Output a blank line after each test case.

Sample Input

6 3
5
6
12
19
20
27
0 0

Sample Output

Chain 1
Depot 1 at restaurant 2 serves restaurants 1 to 3
Depot 2 at restaurant 4 serves restaurants 4 to 5
Depot 3 at restaurant 6 serves restaurant 6
Total distance sum = 8

Source

 
 

【题目大意】

一条公路上有n个旅馆,选出其中k个设置仓库,一个仓库可服务若干个旅馆,一个旅馆只需一个仓库服务。

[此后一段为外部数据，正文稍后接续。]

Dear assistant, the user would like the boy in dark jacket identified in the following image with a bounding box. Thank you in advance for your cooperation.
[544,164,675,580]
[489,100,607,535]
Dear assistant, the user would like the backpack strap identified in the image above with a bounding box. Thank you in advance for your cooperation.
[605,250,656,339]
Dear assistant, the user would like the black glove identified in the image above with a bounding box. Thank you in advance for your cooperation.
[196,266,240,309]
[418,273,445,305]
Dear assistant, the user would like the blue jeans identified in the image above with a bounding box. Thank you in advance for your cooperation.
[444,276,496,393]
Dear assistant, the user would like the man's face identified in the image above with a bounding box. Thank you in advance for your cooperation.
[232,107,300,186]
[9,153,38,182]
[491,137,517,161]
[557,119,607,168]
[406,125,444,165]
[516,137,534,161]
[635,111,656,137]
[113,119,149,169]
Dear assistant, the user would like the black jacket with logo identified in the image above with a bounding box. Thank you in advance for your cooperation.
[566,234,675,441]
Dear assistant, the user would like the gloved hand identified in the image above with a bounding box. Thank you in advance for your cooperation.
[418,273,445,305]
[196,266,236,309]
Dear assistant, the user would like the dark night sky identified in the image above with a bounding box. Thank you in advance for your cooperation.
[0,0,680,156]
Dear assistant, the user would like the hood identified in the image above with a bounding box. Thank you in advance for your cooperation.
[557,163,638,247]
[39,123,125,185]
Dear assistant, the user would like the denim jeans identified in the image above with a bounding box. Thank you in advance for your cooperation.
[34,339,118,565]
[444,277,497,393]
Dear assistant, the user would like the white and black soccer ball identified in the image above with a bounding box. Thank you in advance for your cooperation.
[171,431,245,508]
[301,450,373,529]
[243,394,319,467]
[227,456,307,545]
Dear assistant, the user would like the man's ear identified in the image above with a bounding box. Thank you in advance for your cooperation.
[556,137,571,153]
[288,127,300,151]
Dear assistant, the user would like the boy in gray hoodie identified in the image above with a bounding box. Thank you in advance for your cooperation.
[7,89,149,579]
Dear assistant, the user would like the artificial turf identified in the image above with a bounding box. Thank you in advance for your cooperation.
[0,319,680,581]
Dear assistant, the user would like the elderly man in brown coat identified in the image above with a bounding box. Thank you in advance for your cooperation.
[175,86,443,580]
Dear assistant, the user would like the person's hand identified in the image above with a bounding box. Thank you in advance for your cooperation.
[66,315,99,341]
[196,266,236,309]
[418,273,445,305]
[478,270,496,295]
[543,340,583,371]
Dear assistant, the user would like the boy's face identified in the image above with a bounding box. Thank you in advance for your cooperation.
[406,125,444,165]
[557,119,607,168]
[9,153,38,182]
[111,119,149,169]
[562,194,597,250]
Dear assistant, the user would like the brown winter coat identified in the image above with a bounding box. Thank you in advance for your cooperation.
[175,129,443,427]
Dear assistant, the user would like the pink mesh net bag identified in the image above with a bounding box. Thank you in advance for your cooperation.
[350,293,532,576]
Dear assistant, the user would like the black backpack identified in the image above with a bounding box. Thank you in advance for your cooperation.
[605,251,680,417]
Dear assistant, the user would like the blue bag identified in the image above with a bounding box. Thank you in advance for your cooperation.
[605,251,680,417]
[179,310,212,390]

问在哪几个旅馆设置仓库,每个仓库服务哪些旅馆,可使得旅馆到仓库的总距离最小,并求出总距离(长理只要求求最后一步)。

【数据范围】

1 <= n <= 200, 1 <= k <= 30, k <= n

【解题思想】

1、此题属于明显动态规划题,关键点是找状态转移方程。

2、可以用sum[i][j]表示前i个旅馆,设置j个仓库得到的距离和最小值,那么sum[n][k]即为所求。

3、找sum[i][j]的子结构,假设前j-1个仓库服务第1个到第k个旅馆,则最后一个仓库服务第k+1个到第i个旅馆。

4、可以用one[i][j]表示一个仓库服务第i个到第j个旅馆,到这个仓库距离和的最小值。

5、则得到状态转移方程:sum[i][j]=min(sum[k][j-1]+one[k+1][i]) (j-1<=k<=i-1,min表示所有k取值得到的值中的最小值)。

6、问题转换为了求one[i][j],即在第i到第j家旅馆中设置一个仓库的总距离。

7、假设i到j共有奇数家旅馆,我们尝试将仓库放置在中间旅馆,即旅馆(i+j)/2,假设将仓库左移距离x,则右半边所有旅馆到仓库距离均加x,而只有部分左半边旅馆距离减少了x,剩下的减少均小于x,甚至不减少。因此可以得到,将仓库从中间位置左移到任何位置总距离都会增加,右移同理,因此仓库放到旅馆(i+j)/2最合适。

8、假设i到j共有偶数家旅馆,容易得到将仓库放到(i+j-1)/2和(i+j+1)/2得到的总距离相等(对称性),若将仓库放到(i+j-1)/2,并左移,则用7相似的想法可得知总距离增大,右移情况同理,由此得知仓库放到(i+j-1)/2这个位置即可满足总距离最小。

9、由7、8得到one[i][j]实际上时将仓库放到(i+j)/2取整位置可得到最小的总距离。

10、数据范围较小,我们可以计算出一切one[i][j]的组合。

 

11、由于poj还要求输出在哪几个旅馆设置仓库,每个仓库服务哪些旅馆,因此还需要存储动态规划路径。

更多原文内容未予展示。